While users long ago got used to banners, pop-ups and other Internet advertising techniques, wireless users see their handsets as a more personal device than a computer, Forrester concluded, and are far less willing to tolerate unwelcome messages.
The firm urged carriers and advertisers to target their efforts with offers that are relevant and compelling, citing several examples: McDonald’s found success by placing ads on the wireless site of Match.com, which lures young consumers. A Boston radio station uses mobile alerts and promotions and allows music fans to interact with disc jockeys during broadcasts. And a small grocer is finding success after it replaced its loyalty card program with one that uses mobile phones to identify shoppers.
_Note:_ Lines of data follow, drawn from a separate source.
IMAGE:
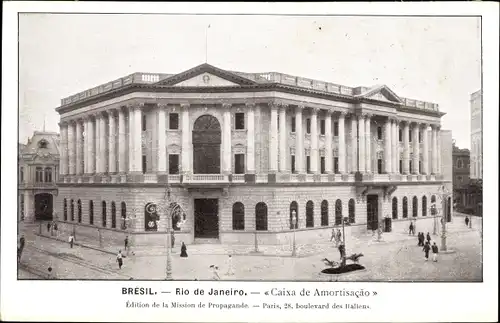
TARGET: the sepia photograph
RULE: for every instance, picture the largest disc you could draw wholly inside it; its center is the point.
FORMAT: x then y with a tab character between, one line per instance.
257	162
290	148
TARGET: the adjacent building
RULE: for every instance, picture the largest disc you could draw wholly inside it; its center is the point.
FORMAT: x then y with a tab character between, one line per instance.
38	162
243	157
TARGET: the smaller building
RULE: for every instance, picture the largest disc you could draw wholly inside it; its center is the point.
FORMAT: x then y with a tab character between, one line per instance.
38	163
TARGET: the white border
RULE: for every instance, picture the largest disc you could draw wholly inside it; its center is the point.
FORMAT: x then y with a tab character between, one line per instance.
99	301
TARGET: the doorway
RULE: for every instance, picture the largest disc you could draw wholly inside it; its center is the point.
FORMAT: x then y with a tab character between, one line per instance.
372	212
206	218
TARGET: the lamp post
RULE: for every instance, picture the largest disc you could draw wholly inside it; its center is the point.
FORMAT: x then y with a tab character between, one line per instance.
294	227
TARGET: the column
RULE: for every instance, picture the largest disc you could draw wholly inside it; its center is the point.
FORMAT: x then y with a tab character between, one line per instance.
162	140
130	134
416	146
227	148
314	141
395	146
406	148
250	138
273	139
342	151
91	144
112	142
361	143
434	150
388	147
328	143
71	148
64	148
368	144
299	141
283	165
122	143
425	157
186	162
138	138
102	143
354	144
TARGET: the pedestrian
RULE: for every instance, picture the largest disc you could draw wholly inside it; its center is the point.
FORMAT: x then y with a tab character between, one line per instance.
119	258
215	274
230	270
71	240
426	249
183	250
435	251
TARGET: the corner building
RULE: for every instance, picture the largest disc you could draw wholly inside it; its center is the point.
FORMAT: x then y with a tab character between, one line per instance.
239	153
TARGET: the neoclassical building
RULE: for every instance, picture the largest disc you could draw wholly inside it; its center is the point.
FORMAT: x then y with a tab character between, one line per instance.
242	154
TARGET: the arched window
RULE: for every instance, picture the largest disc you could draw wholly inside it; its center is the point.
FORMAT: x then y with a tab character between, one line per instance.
48	175
79	206
91	212
324	213
261	216
65	210
309	214
238	216
415	207
103	213
113	215
424	205
294	208
124	215
352	216
394	208
338	212
405	207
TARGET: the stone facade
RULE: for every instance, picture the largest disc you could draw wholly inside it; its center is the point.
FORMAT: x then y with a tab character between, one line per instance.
272	139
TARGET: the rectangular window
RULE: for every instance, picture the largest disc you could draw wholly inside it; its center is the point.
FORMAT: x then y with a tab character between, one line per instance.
173	121
239	121
173	164
239	164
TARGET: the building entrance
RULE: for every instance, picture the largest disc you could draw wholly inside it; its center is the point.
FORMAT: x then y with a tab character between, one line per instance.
372	212
206	218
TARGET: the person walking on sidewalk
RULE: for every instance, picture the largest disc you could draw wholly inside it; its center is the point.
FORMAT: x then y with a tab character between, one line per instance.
119	258
427	248
71	240
435	251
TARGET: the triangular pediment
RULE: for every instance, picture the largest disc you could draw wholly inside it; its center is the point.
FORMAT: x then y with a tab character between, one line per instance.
205	75
381	93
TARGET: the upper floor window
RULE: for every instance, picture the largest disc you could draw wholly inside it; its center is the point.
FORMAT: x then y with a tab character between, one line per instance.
173	121
322	126
239	121
335	129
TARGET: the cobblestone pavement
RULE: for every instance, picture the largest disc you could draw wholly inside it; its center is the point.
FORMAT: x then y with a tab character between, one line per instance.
396	258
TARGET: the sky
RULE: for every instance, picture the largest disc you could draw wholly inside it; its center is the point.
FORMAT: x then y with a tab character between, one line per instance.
424	58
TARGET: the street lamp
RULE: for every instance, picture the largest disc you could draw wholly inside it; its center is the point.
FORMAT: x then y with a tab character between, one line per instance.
294	227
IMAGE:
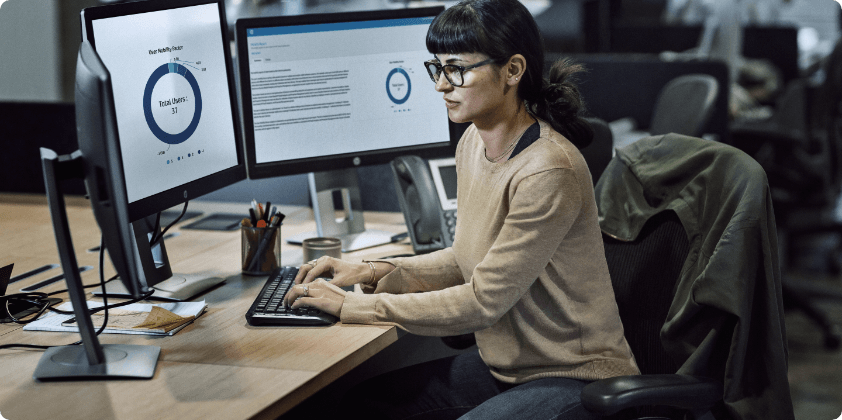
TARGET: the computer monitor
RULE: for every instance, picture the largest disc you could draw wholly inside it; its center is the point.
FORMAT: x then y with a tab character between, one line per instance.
156	124
177	129
325	93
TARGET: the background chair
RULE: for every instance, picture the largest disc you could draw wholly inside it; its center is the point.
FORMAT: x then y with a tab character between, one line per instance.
685	105
690	243
599	152
800	147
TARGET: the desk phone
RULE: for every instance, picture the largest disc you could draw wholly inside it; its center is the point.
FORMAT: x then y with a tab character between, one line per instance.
427	196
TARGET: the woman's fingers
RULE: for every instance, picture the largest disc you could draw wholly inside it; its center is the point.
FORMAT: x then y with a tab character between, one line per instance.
320	295
310	270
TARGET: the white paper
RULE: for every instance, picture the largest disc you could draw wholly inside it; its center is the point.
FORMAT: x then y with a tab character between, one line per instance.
52	321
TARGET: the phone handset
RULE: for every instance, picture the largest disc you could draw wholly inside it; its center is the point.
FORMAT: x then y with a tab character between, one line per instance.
419	202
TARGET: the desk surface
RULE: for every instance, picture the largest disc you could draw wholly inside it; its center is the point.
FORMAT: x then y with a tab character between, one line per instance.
218	367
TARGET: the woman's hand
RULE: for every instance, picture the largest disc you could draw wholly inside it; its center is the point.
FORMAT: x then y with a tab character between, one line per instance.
318	294
343	273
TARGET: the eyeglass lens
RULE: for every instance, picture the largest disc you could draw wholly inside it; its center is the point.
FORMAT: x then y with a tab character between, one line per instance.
452	73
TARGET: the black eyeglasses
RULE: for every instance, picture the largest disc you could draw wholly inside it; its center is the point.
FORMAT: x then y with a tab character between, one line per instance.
452	72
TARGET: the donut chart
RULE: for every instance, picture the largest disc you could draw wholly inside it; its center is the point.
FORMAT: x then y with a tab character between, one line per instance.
160	72
396	81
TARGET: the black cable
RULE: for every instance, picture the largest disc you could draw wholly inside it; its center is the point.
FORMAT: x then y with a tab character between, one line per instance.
88	286
155	235
104	307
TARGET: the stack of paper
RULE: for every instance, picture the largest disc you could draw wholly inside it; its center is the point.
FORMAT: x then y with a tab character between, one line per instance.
137	318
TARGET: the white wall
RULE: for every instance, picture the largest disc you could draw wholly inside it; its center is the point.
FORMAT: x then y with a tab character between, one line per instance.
29	47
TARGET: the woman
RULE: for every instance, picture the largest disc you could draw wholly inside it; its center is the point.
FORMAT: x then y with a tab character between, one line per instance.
526	272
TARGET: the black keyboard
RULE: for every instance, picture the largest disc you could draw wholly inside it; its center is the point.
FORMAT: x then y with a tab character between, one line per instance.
268	308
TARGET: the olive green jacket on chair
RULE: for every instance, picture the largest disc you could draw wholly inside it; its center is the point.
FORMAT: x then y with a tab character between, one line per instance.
726	320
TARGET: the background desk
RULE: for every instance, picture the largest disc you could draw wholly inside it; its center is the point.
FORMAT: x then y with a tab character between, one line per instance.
219	367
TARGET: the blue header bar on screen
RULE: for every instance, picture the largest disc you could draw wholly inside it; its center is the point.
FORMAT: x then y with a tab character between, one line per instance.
340	26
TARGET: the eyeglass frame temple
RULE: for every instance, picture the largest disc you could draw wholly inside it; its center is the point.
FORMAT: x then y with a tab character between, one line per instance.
462	69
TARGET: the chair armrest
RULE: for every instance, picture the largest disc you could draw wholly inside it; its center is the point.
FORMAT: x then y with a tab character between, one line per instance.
769	133
608	396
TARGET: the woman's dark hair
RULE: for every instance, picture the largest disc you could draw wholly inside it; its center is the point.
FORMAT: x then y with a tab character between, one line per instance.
501	29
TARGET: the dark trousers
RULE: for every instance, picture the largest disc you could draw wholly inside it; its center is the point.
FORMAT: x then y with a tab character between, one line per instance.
462	387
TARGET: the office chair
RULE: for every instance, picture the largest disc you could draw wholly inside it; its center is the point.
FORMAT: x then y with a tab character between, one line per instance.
799	147
690	241
685	105
599	152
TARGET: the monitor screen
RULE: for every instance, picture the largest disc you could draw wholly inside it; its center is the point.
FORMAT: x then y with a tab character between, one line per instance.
157	127
176	121
322	92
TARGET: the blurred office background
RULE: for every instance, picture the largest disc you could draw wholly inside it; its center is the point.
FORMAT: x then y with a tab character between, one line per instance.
755	49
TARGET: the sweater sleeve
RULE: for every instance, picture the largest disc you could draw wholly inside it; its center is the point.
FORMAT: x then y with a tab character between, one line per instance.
421	273
542	209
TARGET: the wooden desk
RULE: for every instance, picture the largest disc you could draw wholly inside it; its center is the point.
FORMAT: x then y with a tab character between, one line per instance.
219	367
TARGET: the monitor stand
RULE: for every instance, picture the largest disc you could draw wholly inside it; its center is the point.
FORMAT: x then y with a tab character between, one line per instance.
157	272
91	360
350	229
178	288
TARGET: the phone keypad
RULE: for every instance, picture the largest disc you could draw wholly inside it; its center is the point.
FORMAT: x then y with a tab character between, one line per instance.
450	222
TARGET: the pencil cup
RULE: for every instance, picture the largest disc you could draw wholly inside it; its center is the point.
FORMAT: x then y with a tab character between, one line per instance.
261	249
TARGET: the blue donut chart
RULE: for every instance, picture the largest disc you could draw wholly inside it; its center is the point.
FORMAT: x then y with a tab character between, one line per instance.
408	85
160	72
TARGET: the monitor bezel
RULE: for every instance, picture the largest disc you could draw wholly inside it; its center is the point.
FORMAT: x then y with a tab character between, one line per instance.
339	161
177	195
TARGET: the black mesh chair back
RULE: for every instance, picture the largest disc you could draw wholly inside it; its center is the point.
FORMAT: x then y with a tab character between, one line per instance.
685	105
599	153
644	274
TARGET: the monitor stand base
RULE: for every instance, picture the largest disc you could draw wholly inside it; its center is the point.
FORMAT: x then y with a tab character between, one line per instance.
179	287
353	242
122	361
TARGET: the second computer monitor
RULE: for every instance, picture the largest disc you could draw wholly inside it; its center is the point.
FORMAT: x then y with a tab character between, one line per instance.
328	92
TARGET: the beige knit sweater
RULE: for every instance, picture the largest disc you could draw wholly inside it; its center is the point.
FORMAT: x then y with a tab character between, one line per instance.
526	273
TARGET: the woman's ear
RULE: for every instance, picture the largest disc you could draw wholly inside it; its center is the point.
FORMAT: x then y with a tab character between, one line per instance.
515	68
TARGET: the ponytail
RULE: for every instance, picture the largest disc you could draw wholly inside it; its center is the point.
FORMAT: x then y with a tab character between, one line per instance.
501	29
559	103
“Broader mobile data adoption is finally providing marketers with a real opportunity to reach customers, particularly the young and socially connected,” said Forrester analyst Charles Golvin. “But marketers must adopt a more nuanced campaign approach in order to reach these consumers due to the highly personal and intrusive nature of the mobile medium.
Of course, users may be more inclined to accept any type of ad in exchange for discounted or free services. Amobee Media Systems, which has offices in London and San Francisco, said trials with “multiple tier-one operators” have found that users are 50 times more likely to accept advertising-supported content than to pay for a download.
While that figure may be overly generous, there’s little doubt that some users will accept ads for discounted voice and data services. But plenty of uncertainty remains whether established carriers will use advertising revenues to subsidize services or simply pass the new revenues along to shareholders.
And while carriers step out on the perilous tightrope of mobile advertising, a handful of startups are already raking in revenues by selling ad space on off-deck sites. AdMob Inc., a Palo Alto, Calif.-based firm, claims to deliver 250 million mobile ad impressions per month. The company serves as a kind of wireless marketing clearinghouse, allowing advertisers to find publishers with space to rent. And it is in no rush to team with mobile operators, according to CEO Omar Hamoui.
“I think (all the carriers) see mobile marketing as a big opportunity, but they still don’t know quite where to take it,” Hamoui said recently. “I think the carriers could be a big opportunity for us, but really our focus right now is on the industry players. To be honest with you, that’s larger than the U.S. carriers. That’s just all untapped.”